The decision

Upper Tribunal
(Immigration and Asylum Chamber) Appeal Number: PA/00148/2019


Heard at Birmingham
Decision & Reasons Promulgated
On 6 March 2020
On 24 March 2020




(Anonymity DIRECTED)


For the Appellant: Mr J Howard (Solicitor)
For the Respondent: Mrs H Aboni (Senior Home Office Presenting Officer)

1. This is a very short decision because there was complete agreement between the parties as to what the Upper Tribunal should do.
2. In brief, the claimant is a national of Sudan. On 24 December 2018 the Secretary of State refused to grant him international protection. He appealed to the First-tier Tribunal (the tribunal). The tribunal found (albeit after some hesitation) that not only is he a national of Sudan but that he is a non-Arab Darfuri. It decided, in consequence, that he would be at risk of persecution or serious harm if returned to his home area in Sudan. But it also decided that he would be able to take advantage of an internal flight alternative to Khartoum. In so deciding, it took the view that it was no longer required to follow country guidance given in AA (non-Arab Darfuris-relocation) Sudan CG [2019] UKAIT and MM (Darfuris) Sudan CG UKUT 00010 (IAC) due to changes which had taken place in Khartoum since those cases had been decided. Permission to appeal to the Upper Tribunal was granted. That being so, the matter came before me for it to be decided whether the decision of the tribunal contained an error of law and, if it did, what should flow from that. Representation was as stated above and I am grateful to each representative.
3. After the tribunal had decided the appeal, the Upper Tribunal issued its decision in AAR and AA (Non-Arab Darfuris-return) Sudan [2019] UKUT 00282 (IAC). The Upper Tribunal decided that there was insufficient evidence currently available to show that the country guidance as set out in the two cases cited above required revision.
4. In the circumstances Mrs Aboni accepted that the decision of the tribunal could not stand. She urged me to set aside the tribunal's decision and to remake the decision by allowing the claimant's appeal. Mr Howard was understandably entirely content with that. I have decided to do as I am invited to do. That is because there is agreement between the parties and because if the tribunal had followed the above country guidance it would have had to allow the appeal.
5. There are three more things I would like to say. Firstly, in my judgement the concession made by Mrs Aboni was proper, fair and entirely appropriate. Secondly, the decision of the tribunal was thorough and careful even though I have had to set it aside. Thirdly, although nothing was said about this before me, I have decided to continue the grant of anonymity given to the claimant by the tribunal.

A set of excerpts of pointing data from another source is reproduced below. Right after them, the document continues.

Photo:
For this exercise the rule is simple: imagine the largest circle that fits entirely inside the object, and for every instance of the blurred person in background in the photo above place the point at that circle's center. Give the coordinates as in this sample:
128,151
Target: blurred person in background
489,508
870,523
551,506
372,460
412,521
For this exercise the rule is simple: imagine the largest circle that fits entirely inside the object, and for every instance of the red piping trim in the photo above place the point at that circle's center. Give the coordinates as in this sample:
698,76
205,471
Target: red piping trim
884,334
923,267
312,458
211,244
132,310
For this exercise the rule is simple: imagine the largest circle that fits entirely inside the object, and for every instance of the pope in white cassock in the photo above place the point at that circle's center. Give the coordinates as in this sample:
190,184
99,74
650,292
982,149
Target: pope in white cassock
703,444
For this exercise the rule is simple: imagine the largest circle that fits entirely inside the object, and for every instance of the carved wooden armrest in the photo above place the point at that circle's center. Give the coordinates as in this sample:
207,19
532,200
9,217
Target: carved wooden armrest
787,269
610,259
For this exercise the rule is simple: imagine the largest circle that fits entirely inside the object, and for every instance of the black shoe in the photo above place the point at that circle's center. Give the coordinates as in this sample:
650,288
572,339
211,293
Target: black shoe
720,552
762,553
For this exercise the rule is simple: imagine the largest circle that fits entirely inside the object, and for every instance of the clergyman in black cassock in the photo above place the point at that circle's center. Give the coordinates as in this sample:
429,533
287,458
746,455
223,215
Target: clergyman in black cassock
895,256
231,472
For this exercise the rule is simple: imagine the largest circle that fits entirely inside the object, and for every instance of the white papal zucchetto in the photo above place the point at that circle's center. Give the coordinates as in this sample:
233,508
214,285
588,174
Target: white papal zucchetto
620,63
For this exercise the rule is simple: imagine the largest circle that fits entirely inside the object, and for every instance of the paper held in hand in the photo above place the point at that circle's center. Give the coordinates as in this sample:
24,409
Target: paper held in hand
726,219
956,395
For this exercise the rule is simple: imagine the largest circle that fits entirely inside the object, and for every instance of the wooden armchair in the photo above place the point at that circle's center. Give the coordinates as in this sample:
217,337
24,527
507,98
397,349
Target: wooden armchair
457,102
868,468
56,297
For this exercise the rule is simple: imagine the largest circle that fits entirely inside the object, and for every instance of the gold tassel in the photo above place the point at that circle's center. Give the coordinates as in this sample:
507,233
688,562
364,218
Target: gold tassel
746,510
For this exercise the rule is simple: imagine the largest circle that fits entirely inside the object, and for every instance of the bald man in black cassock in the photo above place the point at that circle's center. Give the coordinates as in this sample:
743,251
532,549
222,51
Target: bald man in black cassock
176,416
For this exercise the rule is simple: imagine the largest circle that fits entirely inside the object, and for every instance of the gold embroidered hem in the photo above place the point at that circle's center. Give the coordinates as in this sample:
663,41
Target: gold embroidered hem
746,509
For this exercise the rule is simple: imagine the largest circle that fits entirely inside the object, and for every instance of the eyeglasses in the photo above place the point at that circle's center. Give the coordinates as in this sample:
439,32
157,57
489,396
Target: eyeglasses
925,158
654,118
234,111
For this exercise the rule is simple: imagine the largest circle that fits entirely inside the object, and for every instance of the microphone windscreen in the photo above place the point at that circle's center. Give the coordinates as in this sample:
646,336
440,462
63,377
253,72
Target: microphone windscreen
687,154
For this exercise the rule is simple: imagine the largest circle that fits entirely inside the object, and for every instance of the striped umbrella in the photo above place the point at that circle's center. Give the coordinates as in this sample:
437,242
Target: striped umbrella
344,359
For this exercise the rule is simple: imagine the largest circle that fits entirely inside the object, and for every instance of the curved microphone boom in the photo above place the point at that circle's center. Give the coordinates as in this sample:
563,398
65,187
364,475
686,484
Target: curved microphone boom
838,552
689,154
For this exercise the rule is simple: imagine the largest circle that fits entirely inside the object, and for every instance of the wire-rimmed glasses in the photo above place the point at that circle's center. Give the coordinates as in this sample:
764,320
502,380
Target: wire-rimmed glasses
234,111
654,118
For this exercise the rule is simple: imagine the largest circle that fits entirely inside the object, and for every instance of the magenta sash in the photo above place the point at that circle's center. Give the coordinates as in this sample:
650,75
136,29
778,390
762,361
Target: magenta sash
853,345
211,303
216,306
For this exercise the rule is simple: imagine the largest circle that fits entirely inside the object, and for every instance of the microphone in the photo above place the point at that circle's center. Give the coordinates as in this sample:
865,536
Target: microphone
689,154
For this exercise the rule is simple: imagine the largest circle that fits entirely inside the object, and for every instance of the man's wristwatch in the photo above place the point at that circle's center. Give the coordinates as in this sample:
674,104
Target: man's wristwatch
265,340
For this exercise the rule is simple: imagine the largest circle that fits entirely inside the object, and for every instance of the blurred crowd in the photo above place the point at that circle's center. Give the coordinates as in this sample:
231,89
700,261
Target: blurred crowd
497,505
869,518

The decision of the First-tier Tribunal involved the making of an error of law and is set aside. The Upper Tribunal remakes the decision in these terms: The claimant's appeal against the Secretary of State's decision of 24 December 2018 refusing to grant international protection, is allowed both on asylum grounds and on human rights grounds (article 3 of the ECHR).

The First-tier Tribunal granted the claimant anonymity. I continue that grant pursuant to rule 14 of the Tribunal Procedure (Upper Tribunal) Rules 2008. Accordingly, no report of these proceedings shall name or otherwise identify the claimant or any member of her family. This grant applies to all parties to the proceedings. Failure to comply may lead to contempt of court proceedings.